Haar sighs. "I was going to kill you, Jill," he says sadly. He cannot bear to look her in the eyes. "But I wanted you to see. You can't come to me or your father for answers. Shiharam is dead and someday soon I'll meet my maker too. Hell, we probably all will. But…" he turns to her and her eyes are welling with tears. It is all he can do not to cry himself. "If your heart is set here, fighting with this army against Ike's, then you fight. And you live without regretting those choices you make. Hell, I'm not here to recruit you. I can't. Your father didn't want you to live that way, blindly following what he or I or anyone else says. And if that army's where you want to be…"

Haar reaches into his belt and withdraws a small knife, the only weapon on his person that has not been lost to the marshes. Then he throws it away. He looks up to the sky and bares his raw, ruddy neck to her.

"Then we're enemies. So kill me. I won't stop you. Just do it."

"We're not enemies," she says slowly, through a mouth wet with tears and blood. "I can't fight you. No."

Haar chuckles dryly. "You're a pretty bad soldier."

"I know. I know I am. I'm not the soldier my father was, and I'll probably never be. But—but either way, I can't kill you, Captain Haar! I can't do it. I don't want to."

"And stubborn, too."

"Ohhh…"

"All those soldiers…they've all families too, all faces and names and homes. So how is it you can kill them but not me?"
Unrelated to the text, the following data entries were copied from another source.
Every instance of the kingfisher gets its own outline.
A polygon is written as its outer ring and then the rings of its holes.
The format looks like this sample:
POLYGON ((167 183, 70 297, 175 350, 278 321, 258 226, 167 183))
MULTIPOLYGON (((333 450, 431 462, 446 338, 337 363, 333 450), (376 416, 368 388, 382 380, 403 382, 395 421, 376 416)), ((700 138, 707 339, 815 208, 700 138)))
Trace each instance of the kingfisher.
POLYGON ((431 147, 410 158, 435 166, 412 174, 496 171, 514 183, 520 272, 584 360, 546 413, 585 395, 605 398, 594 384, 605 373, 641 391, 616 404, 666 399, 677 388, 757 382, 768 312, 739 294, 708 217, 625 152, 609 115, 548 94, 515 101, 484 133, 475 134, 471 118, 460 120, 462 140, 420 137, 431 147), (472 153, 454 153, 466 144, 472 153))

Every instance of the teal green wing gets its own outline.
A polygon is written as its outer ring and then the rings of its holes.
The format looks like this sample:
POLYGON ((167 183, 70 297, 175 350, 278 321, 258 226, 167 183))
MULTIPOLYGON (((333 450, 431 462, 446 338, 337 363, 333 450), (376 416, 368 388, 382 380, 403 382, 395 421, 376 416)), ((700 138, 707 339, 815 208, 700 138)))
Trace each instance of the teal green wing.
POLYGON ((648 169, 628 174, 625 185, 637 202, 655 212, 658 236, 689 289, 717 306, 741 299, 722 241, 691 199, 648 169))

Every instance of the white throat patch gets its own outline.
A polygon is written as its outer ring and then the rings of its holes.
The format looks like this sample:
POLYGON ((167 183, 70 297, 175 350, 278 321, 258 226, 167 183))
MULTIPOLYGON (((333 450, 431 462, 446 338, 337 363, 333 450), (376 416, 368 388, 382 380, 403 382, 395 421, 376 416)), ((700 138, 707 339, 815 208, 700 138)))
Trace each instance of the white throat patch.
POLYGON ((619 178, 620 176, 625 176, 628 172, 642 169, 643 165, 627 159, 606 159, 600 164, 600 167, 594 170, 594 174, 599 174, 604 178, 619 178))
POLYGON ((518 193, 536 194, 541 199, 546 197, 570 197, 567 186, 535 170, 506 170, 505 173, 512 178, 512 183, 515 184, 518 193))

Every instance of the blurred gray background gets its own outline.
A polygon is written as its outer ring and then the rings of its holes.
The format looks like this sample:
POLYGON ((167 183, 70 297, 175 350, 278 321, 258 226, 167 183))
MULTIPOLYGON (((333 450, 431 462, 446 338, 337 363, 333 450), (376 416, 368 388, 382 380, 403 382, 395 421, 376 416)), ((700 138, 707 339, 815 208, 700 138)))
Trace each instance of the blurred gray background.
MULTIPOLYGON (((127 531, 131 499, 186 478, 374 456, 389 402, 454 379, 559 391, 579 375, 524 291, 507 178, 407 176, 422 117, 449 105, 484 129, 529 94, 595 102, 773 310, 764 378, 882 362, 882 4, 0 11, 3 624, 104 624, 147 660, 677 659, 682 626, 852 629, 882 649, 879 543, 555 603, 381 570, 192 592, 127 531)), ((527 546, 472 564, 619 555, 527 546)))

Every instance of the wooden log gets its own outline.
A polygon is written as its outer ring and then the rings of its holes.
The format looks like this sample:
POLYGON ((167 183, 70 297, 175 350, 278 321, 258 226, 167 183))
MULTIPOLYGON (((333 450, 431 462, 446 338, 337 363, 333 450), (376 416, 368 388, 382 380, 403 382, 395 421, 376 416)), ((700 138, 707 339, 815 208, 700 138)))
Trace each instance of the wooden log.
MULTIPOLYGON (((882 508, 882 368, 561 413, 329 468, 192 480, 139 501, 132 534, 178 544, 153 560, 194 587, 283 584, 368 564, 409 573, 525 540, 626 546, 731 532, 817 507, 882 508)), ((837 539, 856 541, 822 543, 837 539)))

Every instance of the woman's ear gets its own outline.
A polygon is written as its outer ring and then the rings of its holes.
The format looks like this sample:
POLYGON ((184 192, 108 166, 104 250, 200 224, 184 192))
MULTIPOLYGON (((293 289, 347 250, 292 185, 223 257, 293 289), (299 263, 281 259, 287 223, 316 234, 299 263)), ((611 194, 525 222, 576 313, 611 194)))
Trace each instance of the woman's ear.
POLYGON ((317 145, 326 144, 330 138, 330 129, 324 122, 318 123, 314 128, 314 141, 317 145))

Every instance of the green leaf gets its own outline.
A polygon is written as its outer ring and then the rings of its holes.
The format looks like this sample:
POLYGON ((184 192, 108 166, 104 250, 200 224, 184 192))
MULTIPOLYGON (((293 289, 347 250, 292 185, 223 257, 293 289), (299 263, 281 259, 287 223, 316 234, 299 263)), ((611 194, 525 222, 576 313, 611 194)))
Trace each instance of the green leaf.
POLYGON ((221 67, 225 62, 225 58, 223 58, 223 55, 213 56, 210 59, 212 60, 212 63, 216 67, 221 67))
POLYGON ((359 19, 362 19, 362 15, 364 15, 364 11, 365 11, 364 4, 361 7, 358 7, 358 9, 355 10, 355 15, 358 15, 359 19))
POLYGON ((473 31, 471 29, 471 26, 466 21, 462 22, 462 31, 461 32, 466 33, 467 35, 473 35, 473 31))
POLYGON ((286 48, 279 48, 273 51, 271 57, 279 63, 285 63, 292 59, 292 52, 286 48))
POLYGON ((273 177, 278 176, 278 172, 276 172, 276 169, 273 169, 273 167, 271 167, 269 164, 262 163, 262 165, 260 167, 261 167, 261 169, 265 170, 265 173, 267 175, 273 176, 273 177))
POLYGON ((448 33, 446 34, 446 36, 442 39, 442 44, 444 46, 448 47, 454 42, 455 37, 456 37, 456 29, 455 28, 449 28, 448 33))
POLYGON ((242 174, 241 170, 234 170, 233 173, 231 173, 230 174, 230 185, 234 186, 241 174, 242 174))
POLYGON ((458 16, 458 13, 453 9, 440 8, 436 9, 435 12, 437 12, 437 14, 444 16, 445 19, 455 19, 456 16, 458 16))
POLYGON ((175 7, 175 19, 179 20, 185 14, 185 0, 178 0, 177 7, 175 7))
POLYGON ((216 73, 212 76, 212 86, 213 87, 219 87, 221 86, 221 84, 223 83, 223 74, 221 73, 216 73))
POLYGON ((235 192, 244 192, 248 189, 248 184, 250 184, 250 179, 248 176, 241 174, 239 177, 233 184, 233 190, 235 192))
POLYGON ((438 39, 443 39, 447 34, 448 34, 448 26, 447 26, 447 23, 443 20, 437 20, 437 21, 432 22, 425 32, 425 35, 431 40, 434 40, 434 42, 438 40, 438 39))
Jill sniffles. "I—I'm sorry."

"It's hard to see, but behind their helms, behind their masks, they're all made of flesh and blood, just as we are. And each of them is fighting for something. So make sure that you know where your allegiances lie. I've already made peace with that. Jill. Look at me!"

His eyes bore into her and she returns his glance unflinchingly. "This isn't the face of a hero. We're not heroes. I'm certainly not. We do all we can and sometimes our only rewards are scars like these." Without hesitation, wipes his face with the back of his hand and sees it painted red. He holds it out so she can see.

"You understand? You can't regret anything in this life. You live and die the same way you were born: free."

Jill nods, and Haar barely has a moment to smile when she leaps at him and girds him with her muddy arms.

"Thank you," she murmurs in his thawing ear. "I know what I'm gonna do. I won't leave you again. Ever."

"Don't worry," he says, cradling her head close to his chest. "We can be traitors together. Sometimes all you need is…well, someone to run away with."